UK - Complacent supermarket beef buyers are in for a huge supply shock in 2011, the National Beef Association has warned.
calendar icon 21 October 2010
clock icon 3 minute read

It says its repeated advice that big retail buyers need to back domestic beef production in a determined manner, or else run the risk of going unnecessarily short in future, has been resolutely, even arrogantly, ignored.

However, the Holstein bull beef bubble, which was singlehandedly responsible for the unexpectedly large numbers of beef cattle on offer over the past 12 months, burst with a bang when grain prices exploded in July – and supermarkets made the mistake of simultaneously deciding to pay less for beef, according to the NBA.

And this mixture of buyers being short sighted about purchase prices, at a time of relentlessly rising production costs, means the volume of prime cattle sold over twelve months from June 2011 could be ten per cent lower than it was over this year’s peak production period.

“The supermarkets found it amazingly easy to secure their beef this past year and it has made them careless. Cheap grain at £80-£100 a tonne meant that over 95 per cent of Holstein bull calves registered in 2009 were reared and an avalanche of finished cattle was thrown at the market a year later,” explained NBA chairman, Oisin Murnion.

“But now grain is trading ex-farm at more than £140 a tonne, and Holstein bulls that were selling for 255p a deadweight kilo in January are struggling to top 225p, at least half of Holstein bull calves registered since August have been ignored by rearers and killed at around ten days old by bobby beef specialists instead.”
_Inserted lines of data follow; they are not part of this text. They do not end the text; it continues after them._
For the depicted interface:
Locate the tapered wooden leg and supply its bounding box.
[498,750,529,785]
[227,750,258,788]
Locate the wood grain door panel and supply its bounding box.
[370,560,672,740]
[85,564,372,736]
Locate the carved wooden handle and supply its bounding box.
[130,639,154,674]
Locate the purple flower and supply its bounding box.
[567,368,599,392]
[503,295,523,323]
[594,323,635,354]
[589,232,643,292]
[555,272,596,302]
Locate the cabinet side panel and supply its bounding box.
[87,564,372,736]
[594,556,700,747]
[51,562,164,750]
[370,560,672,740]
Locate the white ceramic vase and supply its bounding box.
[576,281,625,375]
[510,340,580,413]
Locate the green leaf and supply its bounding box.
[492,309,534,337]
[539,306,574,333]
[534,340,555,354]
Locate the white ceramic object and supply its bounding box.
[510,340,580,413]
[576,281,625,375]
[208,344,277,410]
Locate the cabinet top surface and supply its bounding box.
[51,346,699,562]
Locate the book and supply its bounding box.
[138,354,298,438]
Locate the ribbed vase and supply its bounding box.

“This trend will continue until at least next harvest and on top of this perhaps 70 per cent of the remaining Holstein male calves are being reared as more flexibly managed steers and will take something like four to six months longer to hit slaughter weight.”
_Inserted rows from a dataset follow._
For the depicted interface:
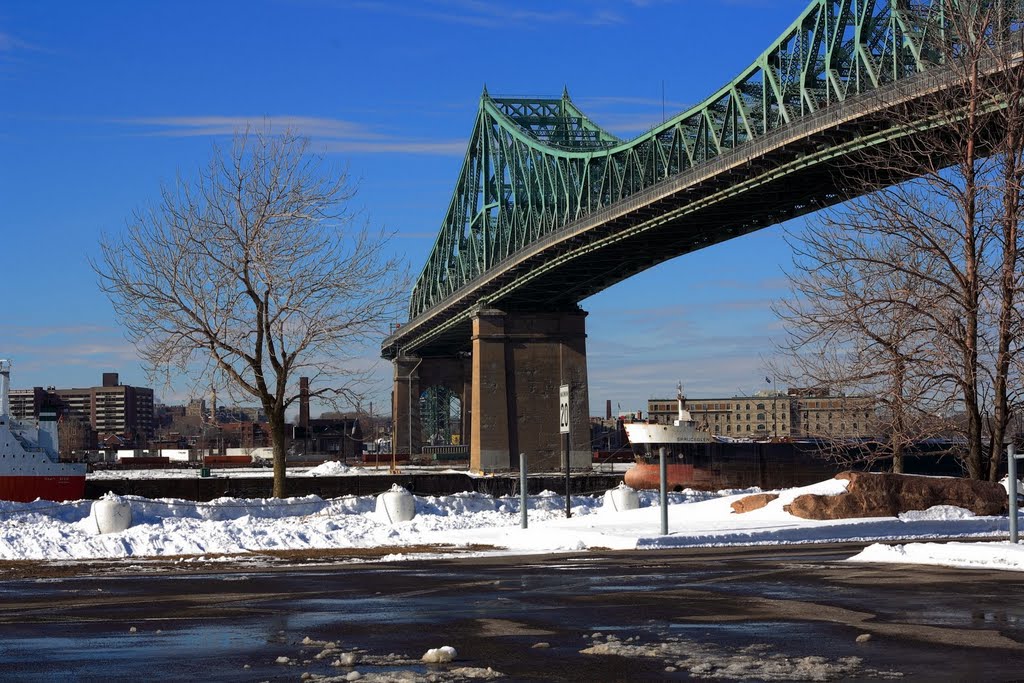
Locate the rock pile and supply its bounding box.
[784,472,1008,519]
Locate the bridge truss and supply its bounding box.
[382,0,1020,357]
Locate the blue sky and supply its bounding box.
[0,0,805,415]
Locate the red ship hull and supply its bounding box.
[0,474,85,503]
[623,463,696,490]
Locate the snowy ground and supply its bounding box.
[0,471,1024,570]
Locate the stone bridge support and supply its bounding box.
[470,308,591,472]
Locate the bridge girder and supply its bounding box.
[382,0,1024,358]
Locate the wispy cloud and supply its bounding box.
[111,115,466,157]
[0,31,44,54]
[344,0,625,29]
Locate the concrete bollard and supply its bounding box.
[374,484,416,524]
[601,482,640,512]
[89,498,131,533]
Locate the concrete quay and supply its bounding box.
[85,469,623,501]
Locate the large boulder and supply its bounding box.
[731,494,778,514]
[784,472,1008,519]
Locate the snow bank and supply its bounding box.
[0,479,1024,569]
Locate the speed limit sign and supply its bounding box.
[558,384,569,434]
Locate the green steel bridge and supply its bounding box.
[381,0,1022,470]
[382,0,1015,358]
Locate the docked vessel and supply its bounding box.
[623,383,718,489]
[0,359,86,503]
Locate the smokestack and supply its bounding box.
[0,360,10,423]
[299,377,309,429]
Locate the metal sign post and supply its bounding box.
[657,445,669,536]
[519,453,528,528]
[558,384,572,517]
[1007,441,1017,543]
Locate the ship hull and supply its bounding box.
[623,463,696,490]
[0,474,85,503]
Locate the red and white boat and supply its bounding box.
[623,382,719,490]
[0,359,86,503]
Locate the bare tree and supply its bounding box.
[93,131,404,497]
[773,224,940,472]
[782,0,1024,479]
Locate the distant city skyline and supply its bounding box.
[0,0,806,415]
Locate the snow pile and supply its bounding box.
[299,460,352,477]
[0,479,1024,570]
[421,645,458,664]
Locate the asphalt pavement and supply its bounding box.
[0,544,1024,683]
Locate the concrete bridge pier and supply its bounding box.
[469,308,591,472]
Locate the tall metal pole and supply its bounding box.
[519,453,526,528]
[1007,442,1017,543]
[565,433,572,517]
[657,445,669,536]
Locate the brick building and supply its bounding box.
[10,373,154,445]
[647,389,874,439]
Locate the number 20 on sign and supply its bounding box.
[558,384,569,434]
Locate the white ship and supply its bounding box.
[0,359,86,503]
[623,382,718,457]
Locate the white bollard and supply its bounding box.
[602,482,640,512]
[89,498,131,533]
[375,484,416,524]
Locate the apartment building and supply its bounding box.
[647,389,873,439]
[10,373,154,442]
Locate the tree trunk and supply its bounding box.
[266,410,287,498]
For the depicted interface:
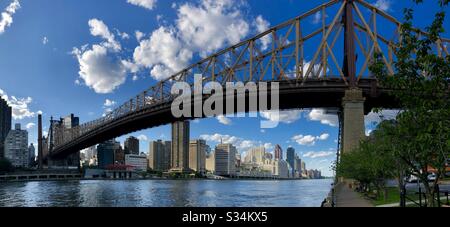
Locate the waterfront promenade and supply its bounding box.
[335,183,374,207]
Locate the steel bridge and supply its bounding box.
[40,0,450,161]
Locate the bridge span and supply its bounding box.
[39,0,450,168]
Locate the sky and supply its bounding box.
[0,0,450,176]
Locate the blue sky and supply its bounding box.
[0,0,450,175]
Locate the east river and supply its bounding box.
[0,179,332,207]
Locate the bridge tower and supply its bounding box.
[341,0,365,153]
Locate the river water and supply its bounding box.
[0,180,332,207]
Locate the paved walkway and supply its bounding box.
[335,184,374,207]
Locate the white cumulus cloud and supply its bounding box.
[127,0,156,10]
[292,133,330,146]
[260,110,303,124]
[308,109,339,127]
[177,0,250,56]
[0,0,20,35]
[137,135,148,141]
[26,123,36,130]
[133,27,192,80]
[217,115,233,125]
[72,19,131,94]
[0,89,36,120]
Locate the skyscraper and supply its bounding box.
[214,144,237,176]
[49,114,80,167]
[28,144,36,167]
[5,124,30,168]
[189,140,209,173]
[97,140,116,169]
[114,141,125,165]
[170,121,190,173]
[0,97,12,158]
[286,147,295,175]
[244,147,266,165]
[124,136,139,155]
[275,144,283,160]
[148,140,172,172]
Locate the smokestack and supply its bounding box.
[38,114,44,169]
The NBA said it is certain this means a dramatic fall in UK beef availability at a time when world beef supplies continue to tighten and cattle price charts in South America, and other regular sources of imported beef, are pointing skywards.

“The supermarkets are about to receive a hard lesson on what happens if they do not look after their domestic suppliers by paying prices that are in line with production costs - and it must be hoped that this time they take in what they are being taught,” said Mr Murnion.

“The overnight Holstein bull beef boom masked a progressive downwards trend in core sectors of UK beef production and persuaded the multiples there was no need to pay more for beef, or encourage regular suppliers to maintain breeding cow and finished cattle numbers.

“Slaughterers, who were dazzled by the appearance of perhaps 200,000 extra cattle over the last 18 months, readily admit it has been years since prime stock has been as easy to find but are also saying it could be at least a decade before slaughter cattle numbers hit 2010 levels again.”

“The NBA, which has been regularly criticised by supermarket red meat buyers for warning that 2010’s cattle throughput levels could not be maintained, is once again saying that if domestic beef production is not given immediate encouragement through a significant lift in market prices there will be further, avoidable, drops in UK beef output from 2012 onwards. Let it be hoped that this time we are listened to.”